使用R的文本挖掘程序包保留土耳其语字符 [英] Keeping Turkish characters with the text mining package for R

查看:107
本文介绍了使用R的文本挖掘程序包保留土耳其语字符的处理方法,对大家解决问题具有一定的参考价值,需要的朋友们下面随着小编来一起学习吧!

问题描述

首先让我说我仍然是R的初学者。
目前,我正在尝试使用tm包尝试土耳其文本的基本文本挖掘技术。
但是,在R中显示土耳其语字符时遇到了问题。

let me start this by saying that I'm still pretty much a beginner with R. Currently I am trying out basic text mining techniques for Turkish texts, using the tm package. I have, however, encountered a problem with the display of Turkish characters in R.

这是我所做的:

docs <- VCorpus(DirSource("DIRECTORY", encoding = "UTF-8"), readerControl = list(language = "tur"))
writeLines(as.character(docs), con="documents.txt")

我的想法是,将语言设置为土耳其语并将编码设置为UTF-8(这是文本文件的原始编码)应该可以显示土耳其语İ,ı,ğ,Ğ,ş和characters。取而代之的是,输出将这些字符分别转换为I,i,g,G,s和S,并将其保存为ANSI编码,无法显示这些字符。

My thinking being, that setting the language to Turkish and the encoding to UTF-8 (which is the original encoding of the text files) should make the display of the Turkish characters İ, ı, ğ, Ğ, ş and Ş possible. Instead the output converts these charaters to I, i, g, G, s and S respectively and saves it to an ANSI-Encoding, which cannot display these characters.

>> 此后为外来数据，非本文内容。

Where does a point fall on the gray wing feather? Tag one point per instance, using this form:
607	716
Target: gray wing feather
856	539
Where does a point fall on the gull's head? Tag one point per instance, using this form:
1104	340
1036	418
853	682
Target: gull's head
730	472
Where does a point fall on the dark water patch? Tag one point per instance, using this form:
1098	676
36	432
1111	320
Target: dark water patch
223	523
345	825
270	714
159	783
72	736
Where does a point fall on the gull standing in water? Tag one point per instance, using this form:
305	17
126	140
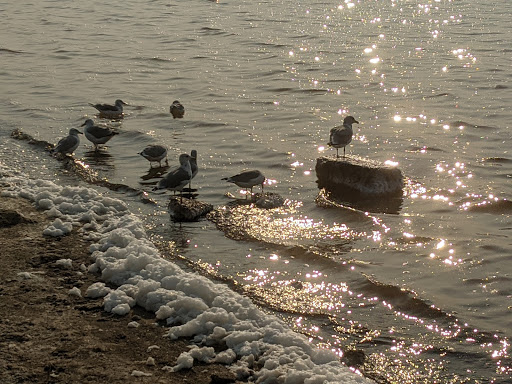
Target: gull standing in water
67	145
176	179
110	111
342	136
177	109
155	153
247	179
97	135
193	166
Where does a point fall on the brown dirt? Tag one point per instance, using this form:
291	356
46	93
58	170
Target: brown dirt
50	336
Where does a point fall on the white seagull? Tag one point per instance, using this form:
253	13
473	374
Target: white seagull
67	145
176	179
342	136
155	153
247	179
97	135
110	111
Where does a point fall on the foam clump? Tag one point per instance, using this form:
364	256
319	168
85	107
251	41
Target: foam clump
58	228
97	290
259	347
186	359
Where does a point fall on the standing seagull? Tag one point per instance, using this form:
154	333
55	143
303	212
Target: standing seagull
177	109
247	179
155	153
67	145
193	166
97	135
176	179
110	111
342	136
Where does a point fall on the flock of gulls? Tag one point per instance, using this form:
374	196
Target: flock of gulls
177	178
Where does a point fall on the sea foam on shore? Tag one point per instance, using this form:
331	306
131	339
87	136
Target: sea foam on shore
255	345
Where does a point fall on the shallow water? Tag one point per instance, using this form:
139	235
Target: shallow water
423	291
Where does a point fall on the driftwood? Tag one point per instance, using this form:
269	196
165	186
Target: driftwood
184	209
358	176
359	183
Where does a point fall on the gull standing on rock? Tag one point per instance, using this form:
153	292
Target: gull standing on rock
193	165
247	179
97	135
177	109
110	111
342	136
155	153
176	179
67	145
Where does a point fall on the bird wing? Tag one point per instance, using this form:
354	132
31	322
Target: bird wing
105	107
340	135
100	132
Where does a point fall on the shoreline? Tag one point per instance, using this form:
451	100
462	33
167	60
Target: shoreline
51	333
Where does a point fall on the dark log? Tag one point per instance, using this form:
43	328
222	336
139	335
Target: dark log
184	209
355	176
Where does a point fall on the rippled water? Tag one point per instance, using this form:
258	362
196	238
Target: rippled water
424	290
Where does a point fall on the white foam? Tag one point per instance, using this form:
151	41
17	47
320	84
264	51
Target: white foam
192	305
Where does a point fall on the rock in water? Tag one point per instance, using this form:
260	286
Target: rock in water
356	176
188	209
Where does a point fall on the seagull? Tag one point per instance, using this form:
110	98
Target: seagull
177	109
97	135
110	111
247	179
67	145
342	136
193	165
176	179
155	153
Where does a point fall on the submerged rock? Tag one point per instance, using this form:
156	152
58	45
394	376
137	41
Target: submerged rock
183	209
358	177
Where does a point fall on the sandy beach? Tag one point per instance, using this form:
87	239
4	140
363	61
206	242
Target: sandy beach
53	334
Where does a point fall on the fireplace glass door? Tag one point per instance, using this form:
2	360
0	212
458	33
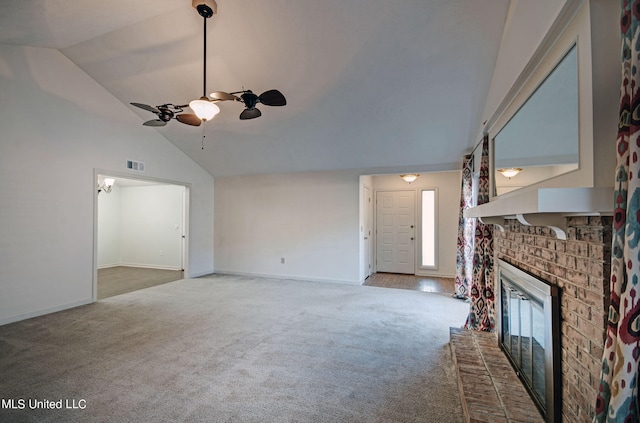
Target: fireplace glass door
528	330
523	336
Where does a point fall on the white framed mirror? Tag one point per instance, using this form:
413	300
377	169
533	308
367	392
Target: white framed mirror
541	140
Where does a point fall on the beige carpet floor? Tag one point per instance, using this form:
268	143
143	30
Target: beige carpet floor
237	349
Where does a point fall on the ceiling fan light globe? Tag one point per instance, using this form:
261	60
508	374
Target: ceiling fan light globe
204	109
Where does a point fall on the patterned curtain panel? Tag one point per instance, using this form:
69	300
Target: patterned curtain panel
617	399
481	306
464	252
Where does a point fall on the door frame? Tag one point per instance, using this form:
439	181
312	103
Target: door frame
185	218
417	226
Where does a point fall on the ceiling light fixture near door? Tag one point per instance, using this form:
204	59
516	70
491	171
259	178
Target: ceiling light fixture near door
410	177
509	172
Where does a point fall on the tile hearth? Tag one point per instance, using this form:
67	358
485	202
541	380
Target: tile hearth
489	387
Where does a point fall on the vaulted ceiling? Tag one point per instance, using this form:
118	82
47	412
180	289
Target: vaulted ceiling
375	85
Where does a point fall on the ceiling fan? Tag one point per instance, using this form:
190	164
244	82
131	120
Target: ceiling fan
205	108
268	98
166	112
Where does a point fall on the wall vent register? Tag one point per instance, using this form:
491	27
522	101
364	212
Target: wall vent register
529	334
135	165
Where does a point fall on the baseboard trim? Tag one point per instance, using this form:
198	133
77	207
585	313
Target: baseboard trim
140	266
289	277
42	312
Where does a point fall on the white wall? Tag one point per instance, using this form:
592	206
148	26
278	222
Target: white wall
448	198
141	226
309	219
57	127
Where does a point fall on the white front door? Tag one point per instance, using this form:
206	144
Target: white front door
395	231
368	231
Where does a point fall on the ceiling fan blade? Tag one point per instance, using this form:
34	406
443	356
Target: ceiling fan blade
146	107
189	119
155	122
272	98
221	95
250	114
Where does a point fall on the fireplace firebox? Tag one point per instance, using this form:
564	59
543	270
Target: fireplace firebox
529	334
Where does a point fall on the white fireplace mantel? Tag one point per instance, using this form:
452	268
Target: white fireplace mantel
545	207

writeLines(as.character(docs), con="documents.txt", Encoding("UTF-8"))

还会保存不带ANSI编码字符的文件。

also saves the file without the characters in ANSI encoding.

这似乎不仅是输出的问题文件。

This seems to not only be an issue with the output file.

writeLines(as.character(docs[[1]])

例如,生成的行应显示为 Okul ve camiaçılışlarıumutlarıartırdı,而显示为 Okul ve camiaçilislariumutlari artirdi

for example yields a line that should read "Okul ve cami açılışları umutları artırdı" but instead reads "Okul ve cami açilislari umutlari artirdi"

阅读此内容后:将UTF-8文件输出到R
我还尝试了以下代码:

After reading this: UTF-8 file output in R I also tried the following code:

writeLines(as.character(docs), con="documents.txt", Encoding("UTF-8"), useBytes=T)

其中没有更改结果。

所有这些都在Windows 7上,具有最新版本的R和RStudio。

All of this is on Windows 7 with both the most recent version of R and RStudio.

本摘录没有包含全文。